The treatment of these patients includes either surgical procedures or neoadjuvant chemotherapy followed by surgical therapeutic interventions. 28 Surgical management includes either lumpectomy or mastectomy combined with axillary node biopsy. Significant differences in the prognosis of the patients based on treatment were not documented in the current study.

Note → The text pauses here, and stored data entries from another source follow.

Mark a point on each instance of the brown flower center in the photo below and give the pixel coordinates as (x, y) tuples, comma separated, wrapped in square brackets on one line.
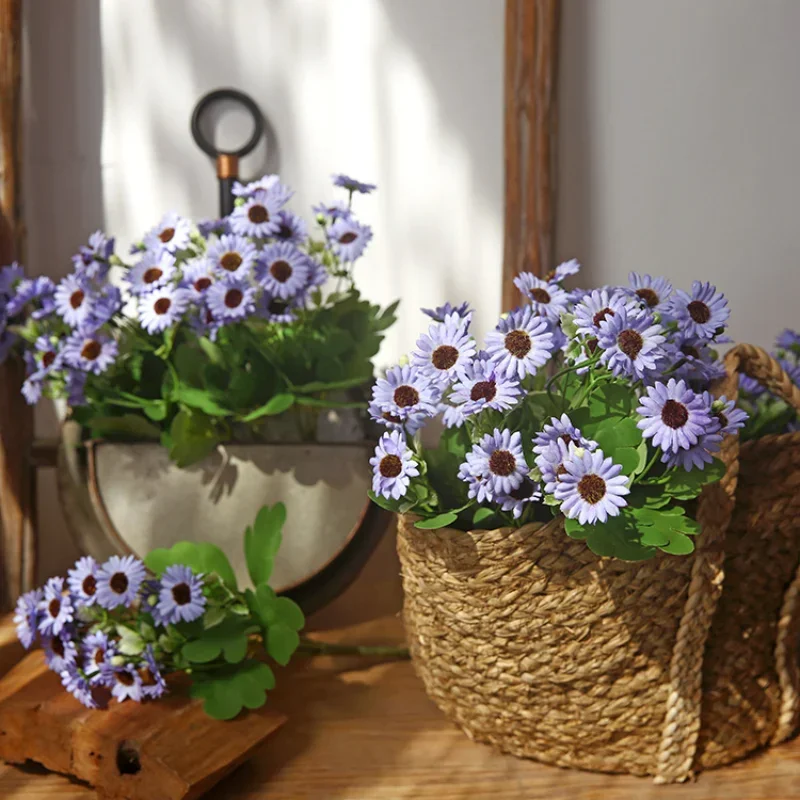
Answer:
[(483, 390), (181, 593), (162, 305), (444, 356), (592, 488), (674, 414), (502, 462), (258, 214), (91, 350), (630, 342), (518, 343), (119, 582), (391, 466), (406, 396), (601, 315), (649, 296), (233, 298), (230, 261), (281, 271), (89, 585), (699, 311)]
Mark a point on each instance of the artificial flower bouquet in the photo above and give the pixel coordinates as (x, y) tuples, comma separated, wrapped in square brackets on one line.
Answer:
[(119, 629), (592, 404), (224, 331)]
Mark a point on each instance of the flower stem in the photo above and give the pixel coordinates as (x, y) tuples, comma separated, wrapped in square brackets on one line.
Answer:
[(313, 647)]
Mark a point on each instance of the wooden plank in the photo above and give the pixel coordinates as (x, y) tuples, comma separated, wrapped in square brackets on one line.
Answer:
[(362, 730), (530, 131), (17, 547)]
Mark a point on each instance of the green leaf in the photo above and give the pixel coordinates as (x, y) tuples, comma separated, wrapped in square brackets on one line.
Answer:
[(439, 521), (276, 405), (201, 557), (281, 643), (262, 541)]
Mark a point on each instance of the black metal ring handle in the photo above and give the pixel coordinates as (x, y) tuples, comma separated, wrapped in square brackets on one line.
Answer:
[(227, 94)]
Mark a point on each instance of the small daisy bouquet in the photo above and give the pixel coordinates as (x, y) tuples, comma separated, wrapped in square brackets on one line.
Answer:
[(119, 629), (211, 332), (767, 413), (591, 404)]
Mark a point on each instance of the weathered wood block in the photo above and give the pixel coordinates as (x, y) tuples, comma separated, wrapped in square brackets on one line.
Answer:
[(165, 750)]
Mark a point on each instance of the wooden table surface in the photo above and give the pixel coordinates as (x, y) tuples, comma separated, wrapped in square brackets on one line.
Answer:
[(362, 730)]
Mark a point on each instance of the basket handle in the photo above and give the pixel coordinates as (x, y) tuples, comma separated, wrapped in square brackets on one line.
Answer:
[(682, 719)]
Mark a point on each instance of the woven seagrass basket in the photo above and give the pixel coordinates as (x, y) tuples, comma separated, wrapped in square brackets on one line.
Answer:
[(530, 642)]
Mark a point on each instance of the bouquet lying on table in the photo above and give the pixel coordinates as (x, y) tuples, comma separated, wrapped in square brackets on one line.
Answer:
[(590, 404)]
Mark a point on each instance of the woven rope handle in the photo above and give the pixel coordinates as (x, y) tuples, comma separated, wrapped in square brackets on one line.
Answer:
[(684, 701)]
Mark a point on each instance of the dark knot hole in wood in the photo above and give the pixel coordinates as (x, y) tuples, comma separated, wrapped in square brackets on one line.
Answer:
[(128, 758)]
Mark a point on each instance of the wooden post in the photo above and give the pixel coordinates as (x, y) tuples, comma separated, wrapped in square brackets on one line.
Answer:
[(17, 549), (531, 61)]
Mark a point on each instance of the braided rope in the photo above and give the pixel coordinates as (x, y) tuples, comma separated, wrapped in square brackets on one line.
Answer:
[(684, 702)]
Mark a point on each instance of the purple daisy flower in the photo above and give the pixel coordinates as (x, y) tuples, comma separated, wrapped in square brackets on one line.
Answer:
[(27, 615), (172, 233), (118, 581), (257, 216), (60, 652), (393, 466), (547, 299), (82, 580), (282, 270), (73, 300), (527, 492), (56, 608), (654, 293), (162, 308), (124, 682), (498, 462), (445, 349), (564, 430), (290, 228), (405, 395), (181, 597), (156, 269), (631, 345), (232, 255), (231, 300), (77, 685), (352, 185), (349, 238), (673, 416), (596, 307), (520, 344), (592, 488), (91, 352), (702, 313), (440, 313), (480, 386), (92, 259), (197, 278)]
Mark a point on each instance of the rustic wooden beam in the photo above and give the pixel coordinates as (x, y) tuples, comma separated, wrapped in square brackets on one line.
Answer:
[(531, 61), (16, 418)]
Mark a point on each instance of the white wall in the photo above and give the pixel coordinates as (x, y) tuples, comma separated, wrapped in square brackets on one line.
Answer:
[(680, 127)]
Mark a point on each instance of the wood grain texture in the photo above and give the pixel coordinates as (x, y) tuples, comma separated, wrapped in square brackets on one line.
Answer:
[(530, 132), (17, 549), (360, 730)]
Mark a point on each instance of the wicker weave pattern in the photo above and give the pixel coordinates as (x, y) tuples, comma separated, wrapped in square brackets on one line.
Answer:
[(531, 643)]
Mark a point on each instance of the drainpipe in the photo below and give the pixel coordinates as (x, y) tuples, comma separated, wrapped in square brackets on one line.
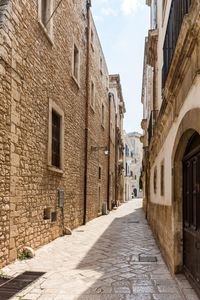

A multivariant regression analysis showed that triple-negative breast-cancer patients, even among a group of relatively early stage cancers treated with breast-conserving therapy and radiation, share a poor prognosis. 29 It is reassuring that these patients do not seem to have a higher rate of local relapse and, therefore, should be considered potential candidates for restricted surgical procedures. 30 In the current retrospective survey, rates of local recurrence were nearly identical in the triple-negative cohort and other study participants. In addition, statistically significant differences with respect to patients' ages and immunohistochemical profiles of the tumors were not detected. This is of particular importance, given the fact that triple-negative patients have been noted to be younger and have tumors that are relatively sensitive to radiation therapy.31,32 It is also notable that, despite the use of adjuvant systematic chemotherapy, triple-negative patients to have unfavorable prognoses. 33 A reduced, distant metastasis-free survival rate was also identified in the current study.
Conclusions
As alternative chemotherapy programs have been considered for triple-negative patients, further analyses evaluating the effects of adjuvant systemic therapy are warranted. By definition of a lack of receptors for ER, PR and Her2/neu, patients with triple-negative tumors are excluded from adjuvant hormonal therapy or trastuzumamb. 34 Extensive subtyping through molecular profiling may help identify patients with a potential to respond to combinations of specific regimens. Whether or not, alternative types of chemotherapy associated with a variety of biologic modifiers or targeted antibodies will prove to be superior can only be clarified by accurately designed prospective studies.
Footnotes
Disclosure Statement
No financial conflicts of interest exist.